Maybe the next generation burglar alarms will have the catalitic converter wired for protection.


----------



## shadybear (Jan 21, 2008)

Yes, the Cat is quickly becoming the fastest money to be made.
You would have to be caught in the act . Once you sell the cat it would be hard to prove it came off a certain vechile.
And even smarter crooks will de-can and sell, considering the amount of cats a 2 or 3 man team could harvest, think car lots they have been lucky so far.


----------



## Froggy (Jan 21, 2008)

I think when gas goes to $4 a gallon this summer I will open a service station In a non-emission testing county. My service improves your fuel milage(2-5 miles a gallon) for the low cost of 9.95 or your money back, this procedure will be riddled with alot of techy slang and jargon,and your exhaust system will be released from the obstructive flows that be( ie honeycomb) etc etc.... said cannisters will reamin entact for appearance sake ,albit a bit lighter and more freeflowing!! :lol: I often wonder if the savings in emissions restrictive cats outweigh having better fuel milage? having better fuel milage is a reduction in emissions all by itself? I wonder if oil company's have anything to do with the cats being on our cars? A properly tuned vehicle doesnt need a cat at all to pass emmisions.


----------



## markqf1 (Jan 21, 2008)

From what I've been told, it is raw (unburned)gas fumes that are the culprit. Seems they have a nasty habit of eating ozone. Carbon dioxide emissions aren't quiet as harmful(supposedly). The fumes coming from a uncapped gas can, in the back of your truck... for a week , cancels the good your converter does for a month. I live in a non-emission testing county myself. The only restriction here is that your vehicle not be too loud.
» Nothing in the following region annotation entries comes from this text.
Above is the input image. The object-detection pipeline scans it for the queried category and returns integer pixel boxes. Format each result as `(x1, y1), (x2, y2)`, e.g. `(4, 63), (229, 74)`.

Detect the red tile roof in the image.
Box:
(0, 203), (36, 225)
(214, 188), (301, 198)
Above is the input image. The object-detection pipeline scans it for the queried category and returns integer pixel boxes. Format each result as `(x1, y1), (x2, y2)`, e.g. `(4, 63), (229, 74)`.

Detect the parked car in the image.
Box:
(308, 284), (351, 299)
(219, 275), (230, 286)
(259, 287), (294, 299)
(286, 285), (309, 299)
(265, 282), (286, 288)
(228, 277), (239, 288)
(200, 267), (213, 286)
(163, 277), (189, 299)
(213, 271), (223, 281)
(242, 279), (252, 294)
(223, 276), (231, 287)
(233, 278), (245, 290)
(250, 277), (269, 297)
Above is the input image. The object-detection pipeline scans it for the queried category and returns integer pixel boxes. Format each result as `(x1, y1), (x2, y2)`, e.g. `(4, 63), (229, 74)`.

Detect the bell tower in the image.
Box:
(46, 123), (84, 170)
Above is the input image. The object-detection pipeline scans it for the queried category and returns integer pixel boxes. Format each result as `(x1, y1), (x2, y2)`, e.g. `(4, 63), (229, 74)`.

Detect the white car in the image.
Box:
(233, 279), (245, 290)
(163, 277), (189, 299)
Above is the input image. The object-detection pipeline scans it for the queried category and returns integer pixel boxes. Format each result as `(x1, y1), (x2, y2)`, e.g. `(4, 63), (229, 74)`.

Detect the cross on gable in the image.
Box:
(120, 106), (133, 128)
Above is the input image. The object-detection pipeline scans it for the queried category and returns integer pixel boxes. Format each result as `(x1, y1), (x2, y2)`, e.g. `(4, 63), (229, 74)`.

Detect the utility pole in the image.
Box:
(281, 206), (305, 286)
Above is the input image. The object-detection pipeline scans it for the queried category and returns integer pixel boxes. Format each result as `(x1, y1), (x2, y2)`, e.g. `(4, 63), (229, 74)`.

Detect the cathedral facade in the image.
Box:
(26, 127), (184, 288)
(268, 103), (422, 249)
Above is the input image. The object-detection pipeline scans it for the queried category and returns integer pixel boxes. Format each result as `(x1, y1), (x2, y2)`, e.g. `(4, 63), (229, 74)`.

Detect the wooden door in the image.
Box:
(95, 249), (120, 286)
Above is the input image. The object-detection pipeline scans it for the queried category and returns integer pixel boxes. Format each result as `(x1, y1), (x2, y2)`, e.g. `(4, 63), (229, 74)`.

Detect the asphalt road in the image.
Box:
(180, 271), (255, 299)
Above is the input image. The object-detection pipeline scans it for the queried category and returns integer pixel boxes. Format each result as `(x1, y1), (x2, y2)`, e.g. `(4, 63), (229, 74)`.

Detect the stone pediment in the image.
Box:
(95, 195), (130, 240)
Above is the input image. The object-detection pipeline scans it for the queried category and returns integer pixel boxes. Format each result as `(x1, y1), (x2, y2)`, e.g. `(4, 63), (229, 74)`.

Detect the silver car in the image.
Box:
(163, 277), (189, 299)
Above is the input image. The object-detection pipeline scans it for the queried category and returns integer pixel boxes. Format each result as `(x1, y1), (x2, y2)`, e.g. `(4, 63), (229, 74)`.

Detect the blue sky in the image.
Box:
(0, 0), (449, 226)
I do have to entertain the argument that better milage may offset
the benefits of cats at lower than operating temps(where they work best). 
If everyone in this county knew that their honeycomb was worth what it seems to be, I'm sure that they would be willing to work a deal.


----------



## shadybear (Jan 22, 2008)

Move to ohio we have no emmissions testing.
A friend of mine told me a few days ago that the local main scrap yard only pays 60 for a gm double.
I take them to minerva myself and got 114 each so
I would say there is room for person with cash to make money here.


----------